Consiglio di Stato, sez. V, 29 ottobre 2020 n. 6615

È onere generale degli operatori economici portare a conoscenza della stazione appaltante tutte le informazioni relative alle proprie vicende professionali, anche non costituenti cause tipizzate di esclusione, così da consentirle un’adeguata e ponderata valutazione sulla sua affidabilità e integrità, a prescindere dalla fondatezza, gravità e pertinenza di detti episodi.

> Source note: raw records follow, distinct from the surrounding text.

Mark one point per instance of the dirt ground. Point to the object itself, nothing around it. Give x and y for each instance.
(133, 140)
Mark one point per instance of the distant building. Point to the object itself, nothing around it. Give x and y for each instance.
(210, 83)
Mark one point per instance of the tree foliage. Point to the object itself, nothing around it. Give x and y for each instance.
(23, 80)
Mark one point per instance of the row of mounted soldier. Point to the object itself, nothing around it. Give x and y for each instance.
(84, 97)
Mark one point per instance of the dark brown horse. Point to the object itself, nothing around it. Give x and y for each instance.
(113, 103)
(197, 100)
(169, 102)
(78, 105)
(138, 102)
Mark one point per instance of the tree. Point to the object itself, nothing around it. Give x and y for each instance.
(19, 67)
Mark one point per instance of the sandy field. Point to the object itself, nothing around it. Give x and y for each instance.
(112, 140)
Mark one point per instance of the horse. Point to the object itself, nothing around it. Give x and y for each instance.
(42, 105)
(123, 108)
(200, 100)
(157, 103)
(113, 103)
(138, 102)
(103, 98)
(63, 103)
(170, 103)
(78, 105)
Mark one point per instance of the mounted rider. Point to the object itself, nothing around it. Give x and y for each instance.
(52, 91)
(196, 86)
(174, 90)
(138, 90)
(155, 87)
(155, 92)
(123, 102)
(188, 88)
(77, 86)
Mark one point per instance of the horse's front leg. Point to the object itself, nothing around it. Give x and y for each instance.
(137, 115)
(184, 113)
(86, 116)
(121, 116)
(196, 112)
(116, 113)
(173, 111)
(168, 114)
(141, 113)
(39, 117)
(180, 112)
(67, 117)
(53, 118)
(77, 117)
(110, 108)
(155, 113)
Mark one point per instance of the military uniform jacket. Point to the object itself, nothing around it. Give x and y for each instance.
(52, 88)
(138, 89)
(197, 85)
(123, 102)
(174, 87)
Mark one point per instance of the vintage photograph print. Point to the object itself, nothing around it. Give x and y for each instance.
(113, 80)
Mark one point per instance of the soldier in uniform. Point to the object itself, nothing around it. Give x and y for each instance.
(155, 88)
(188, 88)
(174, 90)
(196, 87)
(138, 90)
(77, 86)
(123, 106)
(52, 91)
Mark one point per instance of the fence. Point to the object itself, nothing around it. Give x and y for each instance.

Tuttavia, se tali informazioni sono riferite ad episodi isolati e di modesta rilevanza, tali da non offrire, per la loro natura fisiologica, alcun elemento per considerare l’inadempimento cui sono collegati un grave errore nell’esercizio dell’attività professionale, l’operatore non sarà tenuto a dichiararle in quanto l'applicazione di penali contrattuali non può ritenersi sintomo inconfutabile di errore grave nell'esercizio dell'attività professionale o comunque "grave negligenza". Ciò tanto più quando il provvedimento di esclusione menzioni l'applicazione delle penali senza specificarne l'ammontare minimo ed indicando quale presupposto asserite "manchevolezze" commesse nella gestione del servizio, senza alcun effettiva motivazione al riguardo, anche con riferimento alla loro eventuale gravità.